Channels mechanical energy in the preferred direction
(Nanowerk News) A research group led by scientists from the RIKEN Center for Emergent Matter Science have developed a unique material, based on nanofillers embedded in hydrogels, which can channel mechanical energy in one direction but not the other, acting in a “nonreciprocal” way. Using a composite material — which can be made in a variety of sizes — the team was able to use a vibrational, up-and-down motion to make liquid droplets rise within a material. Thus, using a material can allow the use of random vibrations which are useful for moving the material in the desired direction.
The research has been reported in Science (“Mechanical non-reciprocity in uniform composite materials”).
Channeling energy in a favorable direction is an important property that truly makes life possible. Many basic biological functions such as photosynthesis and cellular respiration are made possible by channeling random fluctuations in nature in a non-reciprocal way, to keep systems away from entropy, like Maxwell’s famous demon. Devices that allow energy to move are preferentially used in many fields, such as electricity, where they allow AC current to be converted to DC current, as well as in photonics, magnetism, and sound. However, it is proving more difficult to fabricate devices that transmit mechanical energy, which could also have many potential uses.

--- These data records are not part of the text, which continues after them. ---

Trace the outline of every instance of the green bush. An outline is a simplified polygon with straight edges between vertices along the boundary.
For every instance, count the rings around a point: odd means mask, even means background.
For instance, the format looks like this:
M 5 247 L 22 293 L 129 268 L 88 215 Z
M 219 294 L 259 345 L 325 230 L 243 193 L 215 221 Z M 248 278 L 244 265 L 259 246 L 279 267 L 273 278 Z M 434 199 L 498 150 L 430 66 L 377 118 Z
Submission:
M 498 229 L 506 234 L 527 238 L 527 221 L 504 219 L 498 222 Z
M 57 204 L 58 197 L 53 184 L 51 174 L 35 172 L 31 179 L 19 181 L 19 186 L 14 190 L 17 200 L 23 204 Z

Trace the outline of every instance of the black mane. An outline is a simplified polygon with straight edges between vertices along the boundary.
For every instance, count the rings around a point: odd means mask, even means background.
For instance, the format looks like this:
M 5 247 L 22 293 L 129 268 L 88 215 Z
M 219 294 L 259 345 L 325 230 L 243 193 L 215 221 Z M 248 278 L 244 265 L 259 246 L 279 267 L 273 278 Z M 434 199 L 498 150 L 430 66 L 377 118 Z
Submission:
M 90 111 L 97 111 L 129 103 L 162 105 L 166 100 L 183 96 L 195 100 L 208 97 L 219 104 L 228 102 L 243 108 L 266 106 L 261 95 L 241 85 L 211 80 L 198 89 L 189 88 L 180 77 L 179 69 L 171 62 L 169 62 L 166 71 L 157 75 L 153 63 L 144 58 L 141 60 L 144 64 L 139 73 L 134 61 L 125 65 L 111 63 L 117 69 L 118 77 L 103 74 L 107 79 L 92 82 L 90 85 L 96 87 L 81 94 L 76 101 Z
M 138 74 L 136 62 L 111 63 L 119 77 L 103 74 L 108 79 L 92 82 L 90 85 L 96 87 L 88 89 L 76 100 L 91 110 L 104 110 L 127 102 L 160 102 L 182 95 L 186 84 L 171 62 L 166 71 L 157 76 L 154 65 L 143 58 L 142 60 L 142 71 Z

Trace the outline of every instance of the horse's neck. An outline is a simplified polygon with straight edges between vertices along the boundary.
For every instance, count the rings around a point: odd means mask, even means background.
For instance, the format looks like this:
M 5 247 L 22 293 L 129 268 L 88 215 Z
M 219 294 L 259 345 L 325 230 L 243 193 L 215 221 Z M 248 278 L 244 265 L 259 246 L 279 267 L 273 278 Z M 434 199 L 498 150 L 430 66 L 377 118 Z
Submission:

Now, the RIKEN-led group has developed an extraordinary yet uniform material that is relatively easy to manufacture and can perform this function. To make it, the group used a hydrogel — a soft material made mostly of water — made of a polyacrylamide network and embedded graphene oxide nanofiller into it, at an angle. The hydrogel is fixed to the floor, so that the upper part can move when subjected to a shear force but not the bottom. And the filler is tilted, so it tilts clockwise from top to bottom.
When a shear force is applied to the left, from the tilted direction of the nanofillers, they tend to warp and therefore lose their resilience. But in the other direction, where they face away from the force, the applied shear force only makes them stretch longer, and they retain their strength. This allowed the sheet to deform in one direction but not the other, and in fact the group measured this difference, finding that the material was roughly 60 times more resistant in one direction than the other.
As an experiment to demonstrate what this could actually do, they made blocks of the material and placed them on vibrating stands. Depending on the way the material is designed and oriented it can funnel through the material to make the droplets move right or left, or even up through the grid but not down. They can also use vibrational motion to actuate circular motions which can be controlled either clockwise or counterclockwise. In the case of vertical orientation, when the colored liquid droplets are injected into the hydrogel, they move upward as if by magic, with an alternating, normally useless, vibrational motion channeled to create a clean motion.
Finally, as a further test, the group, in collaboration with researchers from the RIKEN Hakubi Fellows program, placed C. elegans worms on the material, and although their movements were usually random, they eventually migrated to one or the other side of the hydrogel, depending on their orientation.
According to Yasuhiro Ishida of the RIKEN Center for Emergent Matter Science who led the research, “It was an amazing and surprising result, seeing how mechanical energy can be channeled in one direction in such a clear way, and using materials that are somewhat easy to manufacture and are quite scalable. In the future, we plan to find applications for this material, with the hope that we can use it to effectively utilize vibrational energy that has hitherto been considered waste.”